キングブラザーズ (KING BROTHERS)
キングブラザーズ (KING BROTHERS)
キングブラザーズ (KING BROTHERS)
キングブラザーズ (KING BROTHERS)
キングブラザーズ (KING BROTHERS)
キングブラザーズ (KING BROTHERS)
キングブラザーズ (KING BROTHERS)
キングブラザーズ (KING BROTHERS)
キングブラザーズ (KING BROTHERS)
キングブラザーズ (KING BROTHERS)
キングブラザーズ (KING BROTHERS)
キングブラザーズ (KING BROTHERS)
キングブラザーズ (KING BROTHERS)
キングブラザーズ (KING BROTHERS)
キングブラザーズ (KING BROTHERS)
キングブラザーズ (KING BROTHERS)
キングブラザーズ (KING BROTHERS)

 7月7日~10日にバンド初の台湾ツアーを終えたばかりのキングブラザーズ。ライヴ前にメンバーに台湾の感想を聞くも、いやはやのんびりとした答えが返ってきた。そのリラックスした表情に安堵しつつ、嫌が応にも期待が膨らむ。

 温かく迎え入れる客の横を通り、メンバーがステージに上がる。耳をつんざくギターをかき消すように「ロックの準備はいいですか!」とケイゾウ(Vo/G)が叫ぶと「ビッグ・ボス(Big Boss)」から始まった。
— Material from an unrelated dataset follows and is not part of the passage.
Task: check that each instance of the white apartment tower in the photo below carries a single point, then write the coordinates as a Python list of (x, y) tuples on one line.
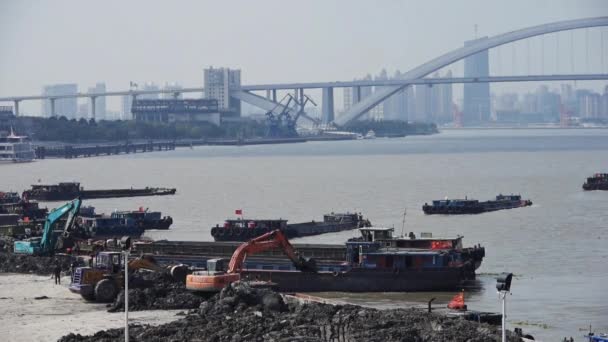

天井がぶっ飛んでしまうんじゃないかというとんでもない気迫を乗せた爆音が、みっちり埋まったライヴハウスを一瞬で塗り替えてしまった。何度見たかわからない彼らのステージで、こんなライヴ見たことない!と思ったのは正直、デビューしたての頃の初見以来かもしれない。

「魂を売りとばせ」でケイゾウはステージを降り「ボケっと見てる人、ここに上がって俺とビンタで張り合うあうか、もしくは踊りまくるか、二つにひとつだ、踊り続けよう!」と後ろで突っ立っている客を罵倒しては煽り続けた。マーヤ(G/スクリーム)はそれを見て、笑いながら最前の客に突っ込み気味にギターを弾く。音圧が膨らみ、膨らみ、弾け切ったところに振り下ろされるゾニー(Dr)の、内臓まで揺らされるかのような打音が求心力を産む。なんというバランス、なんという熱情か。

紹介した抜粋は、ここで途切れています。